Мне кажется странным, что распалась эта устойчивая последовательность, в какой шествовали друг за другом эпохи парадигм во всех видах искусств. Обычно знатоки соглашаются, что мы живем в период декаданса, ведущего к упадку высоко ценимых ранее способностей и вкусов. Все глубже мы погружаемся в скопления смердящего мусора, повсеместность которого столь абсолютна, как будто бы за ним стоит какая-то сила, принуждающая к уважению всего, что нам приволокут, нарисуют, расскажут или изваяют из каких-то мерзких ошметок лица, считающиеся людьми искусства. Добавим к этому еще секс, кровь, фрагменты трупов, руины и выражения, означающие бессмыслицу. В области изобразительного искусства нет, говоря без обиняков, такой гадости, такой мерзости, такой зловонной рвоты, которую бы не размещали на выставках, не воспроизводили и не восторгались ею, если и не искренне, то изображая восхищение, пусть и несколько критическое.
Я, конечно, не утверждаю, что человеческие уродства, унижения, увечья или муки не были объектами искусства прошлых веков. Однако, как правило, в подтексте этих показов крылась оскорбленная гуманность, к примеру, как в известном собрании картин Гойи, посвященных изображению военных зверств. Однако никогда так выразительно и так настойчиво, как сейчас, художники не демонстрировали нам человеческие извращения исключительно затем, чтобы вызвать шок. Прошу учесть, что если викторианская эпоха, очень старательно прикрывая человеческую телесную наготу, за кулисами стыдливо прятала от общественности свою распущенность, то сейчас нет уже ничего, никаких границ, никаких тормозов, какие художник мог бы чувствовать или, по крайней мере, принимать во внимание, выставляя на суд общественности свое произведение.
Необычайно трудно представить себе радикальную смену этого фасада, настолько бесстыдного, что все патологические формы органической жизни украшаются и демонстрируются нам как достойные сосредоточенного размышления. Дошло уже до такого соперничества нечистот, что каждая разновидность тупости находит знатоков и пьедестал. Делая наброски фигур ужасных калек, Брейгель, однако, надеялся выразить беспомощное сожаление по поводу столь униженного человеческого существования. Сейчас в цене уже не прекрасные нагие женщины, а голые дряблые старухи, скрученные ревматизмом, которых можно увидеть на соответствующих страницах прекрасно издаваемых публикаций.
При этом поражает возросшая нехватка действий, каких-то усилий, направленных на предотвращение этого немалого по своим размерам нигилистического направления. Возмутиться, выразить свое отвращение, отказать в праве выставить на публичный показ просто неудобно, как будто бы это невозможно. Признаюсь честно, что я не понимаю ни этих безобразий, ни совершенно бесплодных дискуссий с теми, кто их представляет, и вынужден таиться с убеждением, что дальнейшее развитие, а скорей продвижение в глубину канализации для поиска еще неизвестных, не показанных выделений, не только наполняет меня безучастностью, но заставляет также отвернуться от такого искусства. Это уже даже не история платья голого короля. Для меня это только смерть эстетики и движение в никуда.
Лично мне по понятным причинам ближе всего искусство, выражаемое словом.

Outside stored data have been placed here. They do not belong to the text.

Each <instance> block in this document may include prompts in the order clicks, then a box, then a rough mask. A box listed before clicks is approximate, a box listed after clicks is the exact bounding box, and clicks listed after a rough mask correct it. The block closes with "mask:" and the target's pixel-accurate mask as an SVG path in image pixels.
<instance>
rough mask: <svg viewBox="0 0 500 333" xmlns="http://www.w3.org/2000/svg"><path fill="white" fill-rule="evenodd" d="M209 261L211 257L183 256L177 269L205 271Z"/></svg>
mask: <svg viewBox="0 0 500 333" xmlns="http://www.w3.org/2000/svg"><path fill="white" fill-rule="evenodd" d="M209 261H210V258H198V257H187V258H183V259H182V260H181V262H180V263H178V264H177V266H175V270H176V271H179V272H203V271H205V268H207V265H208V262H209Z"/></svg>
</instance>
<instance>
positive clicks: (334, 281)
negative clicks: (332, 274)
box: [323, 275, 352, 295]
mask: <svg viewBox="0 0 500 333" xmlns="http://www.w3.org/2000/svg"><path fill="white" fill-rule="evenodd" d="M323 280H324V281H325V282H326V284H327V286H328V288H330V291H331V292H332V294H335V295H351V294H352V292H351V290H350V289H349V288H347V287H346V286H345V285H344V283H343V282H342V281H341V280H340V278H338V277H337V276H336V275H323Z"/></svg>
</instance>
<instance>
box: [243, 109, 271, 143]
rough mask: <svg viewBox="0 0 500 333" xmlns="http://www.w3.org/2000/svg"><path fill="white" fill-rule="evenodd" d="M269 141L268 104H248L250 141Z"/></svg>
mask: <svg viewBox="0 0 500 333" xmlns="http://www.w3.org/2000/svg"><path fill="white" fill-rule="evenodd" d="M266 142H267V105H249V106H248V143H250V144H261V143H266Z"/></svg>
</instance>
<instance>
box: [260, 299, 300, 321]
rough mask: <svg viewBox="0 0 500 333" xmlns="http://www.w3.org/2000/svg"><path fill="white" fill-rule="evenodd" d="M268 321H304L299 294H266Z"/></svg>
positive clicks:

В конце XX века стал также виден и его распад. Я не считаю, что Роберт Музиль случайно оставил нам «Человека без свойств» в виде обрывков и фрагментов. Измученный в прошлом году чтением английской версии «Радуги гравитации» Томаса Пинчона, осознавая собственное несовершенство в понимании его оригинального текста, я взялся за чтение польского перевода и увяз в нем не на шутку. Нескладность, причудливость, мешанина как основа композиции отвратили меня от этой книги, пользующейся ведь какой-то популярностью.
В последнем номере «Шпигель» Марсель Райх-Раницкий направил против Музиля осадную пушку и разнес его самое известное произведение. Но в свою очередь этого немецкого отца литературной критики настигло прошлое, засвидетельствованное в польских архивах управления безопасности. Это не умаляет самой уничижительной рецензии, но создает впечатление, что критик с нехорошим прошлым бросился на нехорошее, ибо незаконченное, литературное сочинение. В литературе мы живем в потоке слов, и все трудней выловить из него тексты, значащие больше, чем притязания авторов на пантеон муз, очень напоминающий подтопленные клозеты больших городов.